Home Inns, 7 Days In Travel Slowdown 中国酒店行业增速放缓

Leading hotel operators Home Inns (Nasdaq: HMIN) and 7 Days (NYSE: SVN) have just reported their latest quarterly results that show a looming slowdown in China’s fast-growing travel sector, reinforcing a similar picture to emerge last week from rival China Lodging (Nasdaq: HTHT). The slowdown appears to be the result of several factors, most notably a massive expansion spree by not only these budget hotel specialists but also by big global high-end brands like Marriott (NYSE: MAR) and Intercontinental (London: IHG) in China.
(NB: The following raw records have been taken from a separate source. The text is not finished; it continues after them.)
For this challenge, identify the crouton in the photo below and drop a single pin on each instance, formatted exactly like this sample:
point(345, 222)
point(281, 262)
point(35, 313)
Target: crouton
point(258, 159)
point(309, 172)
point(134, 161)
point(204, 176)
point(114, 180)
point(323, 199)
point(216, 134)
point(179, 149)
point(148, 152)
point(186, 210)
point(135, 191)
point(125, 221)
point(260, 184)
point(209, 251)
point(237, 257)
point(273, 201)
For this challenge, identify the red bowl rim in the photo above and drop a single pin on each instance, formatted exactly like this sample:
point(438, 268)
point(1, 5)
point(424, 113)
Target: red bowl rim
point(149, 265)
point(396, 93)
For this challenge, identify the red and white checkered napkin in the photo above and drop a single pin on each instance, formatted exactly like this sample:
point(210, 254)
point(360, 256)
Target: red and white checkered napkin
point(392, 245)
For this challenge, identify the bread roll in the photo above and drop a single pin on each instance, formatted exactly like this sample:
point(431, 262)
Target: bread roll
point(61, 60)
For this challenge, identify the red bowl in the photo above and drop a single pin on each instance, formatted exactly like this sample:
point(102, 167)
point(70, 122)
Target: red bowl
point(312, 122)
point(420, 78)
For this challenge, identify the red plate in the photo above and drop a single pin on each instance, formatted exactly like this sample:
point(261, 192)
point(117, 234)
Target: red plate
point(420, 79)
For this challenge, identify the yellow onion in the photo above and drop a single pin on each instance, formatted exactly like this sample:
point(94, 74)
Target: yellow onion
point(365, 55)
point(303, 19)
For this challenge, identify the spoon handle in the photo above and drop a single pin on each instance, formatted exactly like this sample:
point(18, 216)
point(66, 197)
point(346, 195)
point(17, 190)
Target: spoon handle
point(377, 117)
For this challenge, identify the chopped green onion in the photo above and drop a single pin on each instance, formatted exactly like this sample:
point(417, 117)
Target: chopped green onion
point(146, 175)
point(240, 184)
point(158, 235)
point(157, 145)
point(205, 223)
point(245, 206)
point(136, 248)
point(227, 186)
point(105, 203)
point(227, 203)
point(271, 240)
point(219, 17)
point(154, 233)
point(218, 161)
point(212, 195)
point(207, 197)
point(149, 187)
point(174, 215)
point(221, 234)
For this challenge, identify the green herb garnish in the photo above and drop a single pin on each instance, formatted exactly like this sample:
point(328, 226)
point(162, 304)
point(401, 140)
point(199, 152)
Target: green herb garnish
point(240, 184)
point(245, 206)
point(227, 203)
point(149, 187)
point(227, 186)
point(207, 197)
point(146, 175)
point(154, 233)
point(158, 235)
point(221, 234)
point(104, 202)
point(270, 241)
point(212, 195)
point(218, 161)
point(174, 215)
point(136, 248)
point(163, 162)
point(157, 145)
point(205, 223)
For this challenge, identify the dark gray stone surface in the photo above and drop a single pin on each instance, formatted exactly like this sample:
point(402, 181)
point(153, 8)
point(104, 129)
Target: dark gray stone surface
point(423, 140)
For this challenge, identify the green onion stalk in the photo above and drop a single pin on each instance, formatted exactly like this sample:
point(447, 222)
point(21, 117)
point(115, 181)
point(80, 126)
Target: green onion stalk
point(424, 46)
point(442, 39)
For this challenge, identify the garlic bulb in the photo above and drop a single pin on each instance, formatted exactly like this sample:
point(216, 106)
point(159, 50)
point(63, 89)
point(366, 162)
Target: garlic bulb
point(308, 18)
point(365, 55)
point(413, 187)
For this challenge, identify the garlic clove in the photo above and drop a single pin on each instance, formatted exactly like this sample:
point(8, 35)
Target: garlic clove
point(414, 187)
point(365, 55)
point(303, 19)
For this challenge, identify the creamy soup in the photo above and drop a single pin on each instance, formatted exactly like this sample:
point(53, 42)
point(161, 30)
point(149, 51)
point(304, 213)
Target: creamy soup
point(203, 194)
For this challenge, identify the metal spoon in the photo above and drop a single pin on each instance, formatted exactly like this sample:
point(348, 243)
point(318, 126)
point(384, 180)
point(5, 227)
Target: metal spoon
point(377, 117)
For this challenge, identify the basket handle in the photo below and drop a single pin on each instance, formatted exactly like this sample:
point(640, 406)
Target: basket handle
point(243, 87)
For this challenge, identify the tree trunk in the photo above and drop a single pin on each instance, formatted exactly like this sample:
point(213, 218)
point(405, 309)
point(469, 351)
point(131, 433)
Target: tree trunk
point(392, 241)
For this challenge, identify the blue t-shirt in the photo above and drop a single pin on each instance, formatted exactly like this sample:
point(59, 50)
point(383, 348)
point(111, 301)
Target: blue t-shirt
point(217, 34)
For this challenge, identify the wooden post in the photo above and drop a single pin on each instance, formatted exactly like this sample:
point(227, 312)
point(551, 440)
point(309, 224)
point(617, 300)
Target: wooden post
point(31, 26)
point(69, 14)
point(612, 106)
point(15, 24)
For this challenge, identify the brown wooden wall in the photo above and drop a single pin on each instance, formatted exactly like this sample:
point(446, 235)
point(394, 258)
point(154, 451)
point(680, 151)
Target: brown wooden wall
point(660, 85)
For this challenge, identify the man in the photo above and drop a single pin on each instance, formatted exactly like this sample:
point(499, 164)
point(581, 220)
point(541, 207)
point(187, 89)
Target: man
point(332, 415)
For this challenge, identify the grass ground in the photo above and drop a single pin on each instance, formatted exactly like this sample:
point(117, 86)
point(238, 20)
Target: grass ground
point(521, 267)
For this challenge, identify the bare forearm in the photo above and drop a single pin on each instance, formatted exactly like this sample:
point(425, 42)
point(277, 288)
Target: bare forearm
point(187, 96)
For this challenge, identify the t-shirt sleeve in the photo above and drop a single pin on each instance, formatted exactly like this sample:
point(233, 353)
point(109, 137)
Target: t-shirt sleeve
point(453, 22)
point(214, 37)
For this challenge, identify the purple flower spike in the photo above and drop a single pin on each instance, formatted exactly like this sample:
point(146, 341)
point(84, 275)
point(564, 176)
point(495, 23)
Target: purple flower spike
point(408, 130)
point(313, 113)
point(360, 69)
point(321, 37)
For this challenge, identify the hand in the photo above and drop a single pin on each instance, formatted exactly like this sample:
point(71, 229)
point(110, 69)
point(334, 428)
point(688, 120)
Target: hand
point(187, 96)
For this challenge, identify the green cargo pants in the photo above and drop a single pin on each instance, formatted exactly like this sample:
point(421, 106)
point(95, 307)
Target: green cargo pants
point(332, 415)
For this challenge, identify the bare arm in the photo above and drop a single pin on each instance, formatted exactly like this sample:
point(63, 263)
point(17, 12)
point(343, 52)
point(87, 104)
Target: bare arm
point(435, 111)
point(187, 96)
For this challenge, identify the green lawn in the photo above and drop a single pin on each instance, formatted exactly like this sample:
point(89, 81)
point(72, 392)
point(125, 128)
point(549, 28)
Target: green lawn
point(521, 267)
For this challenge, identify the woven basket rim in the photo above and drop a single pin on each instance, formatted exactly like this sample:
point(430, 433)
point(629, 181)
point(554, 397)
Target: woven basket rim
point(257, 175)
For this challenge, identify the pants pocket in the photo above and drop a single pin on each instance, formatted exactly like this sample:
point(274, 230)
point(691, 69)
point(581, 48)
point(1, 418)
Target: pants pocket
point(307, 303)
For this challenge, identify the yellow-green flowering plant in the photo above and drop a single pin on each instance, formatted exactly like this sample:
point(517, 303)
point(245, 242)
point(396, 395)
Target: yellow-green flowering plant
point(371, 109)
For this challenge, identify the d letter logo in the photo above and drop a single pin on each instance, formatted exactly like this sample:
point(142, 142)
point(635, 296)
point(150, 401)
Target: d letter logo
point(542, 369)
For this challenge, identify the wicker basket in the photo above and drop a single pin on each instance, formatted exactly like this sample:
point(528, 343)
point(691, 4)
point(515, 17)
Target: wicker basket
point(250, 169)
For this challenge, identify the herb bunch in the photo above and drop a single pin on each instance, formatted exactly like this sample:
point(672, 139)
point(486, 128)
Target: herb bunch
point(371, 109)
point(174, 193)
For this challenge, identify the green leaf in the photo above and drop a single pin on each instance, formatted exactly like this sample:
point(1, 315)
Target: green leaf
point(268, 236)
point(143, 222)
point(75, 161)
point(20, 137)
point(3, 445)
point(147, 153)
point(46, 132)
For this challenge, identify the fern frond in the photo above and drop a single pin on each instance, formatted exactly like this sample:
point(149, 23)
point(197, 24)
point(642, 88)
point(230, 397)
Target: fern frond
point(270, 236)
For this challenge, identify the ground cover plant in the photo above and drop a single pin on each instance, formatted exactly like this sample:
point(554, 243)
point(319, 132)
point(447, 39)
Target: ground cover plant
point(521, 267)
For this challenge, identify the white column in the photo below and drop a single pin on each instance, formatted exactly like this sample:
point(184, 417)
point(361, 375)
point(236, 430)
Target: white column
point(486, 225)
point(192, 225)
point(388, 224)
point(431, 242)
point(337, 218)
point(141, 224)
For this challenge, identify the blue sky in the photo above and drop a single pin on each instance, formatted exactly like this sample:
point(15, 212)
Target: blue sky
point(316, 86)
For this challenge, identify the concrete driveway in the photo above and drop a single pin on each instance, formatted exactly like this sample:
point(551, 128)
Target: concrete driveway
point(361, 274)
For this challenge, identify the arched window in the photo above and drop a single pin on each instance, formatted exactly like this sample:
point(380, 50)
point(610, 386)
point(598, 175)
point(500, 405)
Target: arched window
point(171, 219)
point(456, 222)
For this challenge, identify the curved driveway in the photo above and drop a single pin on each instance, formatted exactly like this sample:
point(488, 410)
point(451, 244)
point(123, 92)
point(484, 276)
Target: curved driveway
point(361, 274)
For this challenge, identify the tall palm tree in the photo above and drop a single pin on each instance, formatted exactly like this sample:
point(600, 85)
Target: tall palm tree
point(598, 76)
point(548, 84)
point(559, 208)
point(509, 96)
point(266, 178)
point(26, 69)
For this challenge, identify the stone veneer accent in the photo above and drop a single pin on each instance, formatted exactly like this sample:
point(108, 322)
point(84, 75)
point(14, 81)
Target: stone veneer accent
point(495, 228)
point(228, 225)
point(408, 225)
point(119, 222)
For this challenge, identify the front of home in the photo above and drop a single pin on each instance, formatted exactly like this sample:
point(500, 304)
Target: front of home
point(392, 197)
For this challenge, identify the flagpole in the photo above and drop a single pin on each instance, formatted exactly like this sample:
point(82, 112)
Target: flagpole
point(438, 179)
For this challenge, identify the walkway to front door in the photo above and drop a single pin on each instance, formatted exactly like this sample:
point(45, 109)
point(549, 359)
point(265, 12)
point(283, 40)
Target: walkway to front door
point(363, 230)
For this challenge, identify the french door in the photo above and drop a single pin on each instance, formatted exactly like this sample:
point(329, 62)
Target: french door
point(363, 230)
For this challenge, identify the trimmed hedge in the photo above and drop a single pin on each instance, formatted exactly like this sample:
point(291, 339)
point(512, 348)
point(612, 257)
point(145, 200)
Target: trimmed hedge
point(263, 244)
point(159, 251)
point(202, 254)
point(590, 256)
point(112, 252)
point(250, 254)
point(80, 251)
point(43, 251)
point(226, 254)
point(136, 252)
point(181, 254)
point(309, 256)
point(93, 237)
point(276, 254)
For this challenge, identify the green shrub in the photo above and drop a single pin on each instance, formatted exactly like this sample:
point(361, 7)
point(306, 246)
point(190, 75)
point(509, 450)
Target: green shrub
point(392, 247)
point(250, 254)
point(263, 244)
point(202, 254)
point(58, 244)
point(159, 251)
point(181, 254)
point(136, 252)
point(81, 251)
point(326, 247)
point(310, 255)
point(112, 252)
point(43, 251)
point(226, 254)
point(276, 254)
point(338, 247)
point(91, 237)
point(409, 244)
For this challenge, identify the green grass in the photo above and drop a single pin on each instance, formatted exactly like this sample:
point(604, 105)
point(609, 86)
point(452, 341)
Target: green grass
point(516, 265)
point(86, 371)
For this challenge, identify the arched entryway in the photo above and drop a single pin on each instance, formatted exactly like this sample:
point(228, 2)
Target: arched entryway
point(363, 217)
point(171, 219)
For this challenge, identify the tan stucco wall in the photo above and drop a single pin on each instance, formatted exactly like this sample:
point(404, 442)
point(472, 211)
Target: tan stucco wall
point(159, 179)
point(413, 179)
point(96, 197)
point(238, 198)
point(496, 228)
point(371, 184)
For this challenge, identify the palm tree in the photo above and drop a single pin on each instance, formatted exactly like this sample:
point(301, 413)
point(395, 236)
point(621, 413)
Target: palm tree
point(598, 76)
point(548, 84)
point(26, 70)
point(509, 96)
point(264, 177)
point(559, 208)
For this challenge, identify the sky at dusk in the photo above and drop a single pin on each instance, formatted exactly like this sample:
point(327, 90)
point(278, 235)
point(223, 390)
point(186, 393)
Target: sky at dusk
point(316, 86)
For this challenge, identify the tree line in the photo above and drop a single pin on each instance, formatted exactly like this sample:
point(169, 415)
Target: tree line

The other big factor is China’s broader economic slowdown, which has undercut demand as both leisure and business travelers cut back on their spending.

If past experience is any indicator, 2013 is likely to be a weak year for the highly cyclical industry, but we could see a nice rebound in 2014 as the economy recovers. Accordingly, any investors looking to buy into the rebound might wait until the middle of this year, by which time a looming sell-off sparked by this latest series of downbeat earnings reports is likely to ease.

All that said, let’s take a look at the latest reports from Home Inns and 7 Days, the latter of which is in the process of de-listing its share from the New York Stock Exchange in a privatization bid. Both companies reported that growth slowed in the fourth quarter of last year, and forecast further slowdowns in the current year, echoing similar sentiment last week from China Lodging, operator of the Hanting chain of hotels. (previous post)

Let’s look first at Home Inns, China’s largest publicly listed hotel operator, whose revenue increased about 12 percent in the fourth quarter — a sharp slowdown from the 46 percent growth it posted for all of 2012. (results announcement) The company’s net income for the quarter plunged 80 percent and it actually reported a net loss for the full year, dragged down by the loss-making operations of its recently acquired Motel 168 chain. It forecast revenue growth would remain sluggish this year, rising about 16 percent from 2012.

After plunging as low as $17 last summer, Home Inns shares have rebounded strongly and now trade at around $30. The shares were largely unchanged after this latest report came out, but I suspect they will come under pressure in the months ahead as its growth continues to slow.

Meantime, 7 Days’ results looked slightly better, with fourth-quarter revenue up 28 percent, the same as the growth rate for the entire year. The company’s profit grew nearly 8 percent, which was down sharply from the 36 percent gain for the whole year. Like Home Inns, 7 Days forecast revenue would rise about 16 percent for the year, or only about half of 2012’s growth rate.

As I’ve said above, the results from all 3 of China’s US listed hotel operators point to a similar slowdown that is quite common for this sector. All 3 companies are taking advantage of that slowdown to position themselves for the next uptick, most notably by embarking on major new building sprees. China Lodging plans to expand its hotel count by about a third this year, and Home Inns and 7 Days plan to increase their count by about 20 percent and 27 percent, respectively. Home Inns also recently entered into an agreement with outdoor advertising specialist Tiger Media to sell billboard space on its properties, providing a strong potential new source of revenue.

All things considered, the sector and these stocks are likely to sink from their recent highs in the months ahead as the current downturn sets in. But I do expect to see the situation start to improve by about this time next year, at which time all 3 companies should be well positioned to capitalize on the next industry uptick.

Bottom line: The latest results from Home Inns and 7 Days point to a growing hotel industry slowdown which should last most of this year, with the next uptick likely by mid 2014.